Parents do need to fill out a packet of forms, which will be handed out at school open houses in the next few weeks.

“It is a lot of paperwork, but just to think that you aren’t going to have to leave work,” said Breeding. “You are going to be able to have your child seen by a knowledgeable provider.”

Breeding will monitor the program, which he said will be high quality.

“We wanted to make sure we had quality providers,” said Breeding. “I couldn’t ask for better people to put in those positions that I trust completely.”

At the beginning of the school year, Ritchie and Bailey will provide services at Martha Jane Potter Elementary School, Fleming- Neon Middle School and Letcher County Central High School. Holbrook will be at the high school, Letcher Elementary School and Letcher Middle School.

After about three weeks into the school year, Bailey will also see students and teachers at Cowan Elementary School. Holbrook will add West Whitesburg Elementary School and Whitesburg Middle School to his schedule. A provider will also make rounds at Arlie Boggs Elementary School and the alternative education center.

Holbrook said ideally a provider will be at most schools twice a week and at Arlie Boggs once a week. Toward the end of 2012, Holbrook said providers would be available at schools from 3:30 to 5:30 p.m.

“This is incredible,” said Dr. Sam Quillen Jr., a member of the school board. “This is one of the best, neatest, new ideas that has been in the system maybe forever.”

The Letcher County Health Department has provided school nurses for the past six years and will continue to do so.

“Nurses will still be very vital to us,” said Holbrook. “We’ll just be adding in that extra care they couldn’t provide. Instead of saying you need to go to MCHC, we’ll be there.”
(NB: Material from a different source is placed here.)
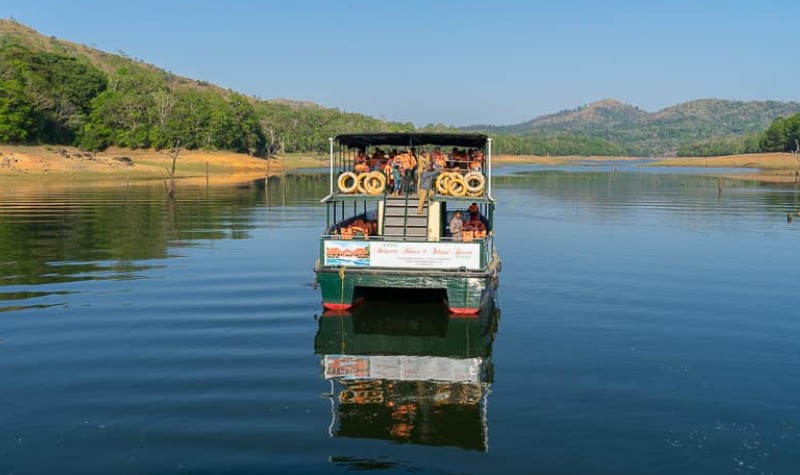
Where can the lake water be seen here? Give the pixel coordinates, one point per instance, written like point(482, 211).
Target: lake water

Holbrook would like to decrease the number of flu outbreaks in the schools. He predicts that flu season will be a busy time for the providers.

Space already exists at each school for a nurse. The providers would like for each school to have an exam room complete with privacy curtains and exam tables. The rooms will be fully stocked with equipment and supplies.

The health department has applied for a grant to provide equipment and supplies for the centers. MCHC has applied for a grant for fixture remodeling for the clinic areas.

Letcher Schools Supt. Anna Craft said State Rep. John Short, State Rep. Leslie Combs, State Sen. Johnny Ray Turner, and Congressman Hal Rogers have played a part in getting the program started.

“When they are on board and see something good, somehow the wheels go a little faster,” said Craft. “I’m just tickled to death. The opportunities to help our communities and our staff and particularly in these stressing economic times is wonderful.”

Holbrook told the school board he would like to work in the schools until he is eligible to retire in 25 years.

“It’s our hopes that it’ll get so busy we’ll have to have a provider in every school all day long every day,” said Breeding.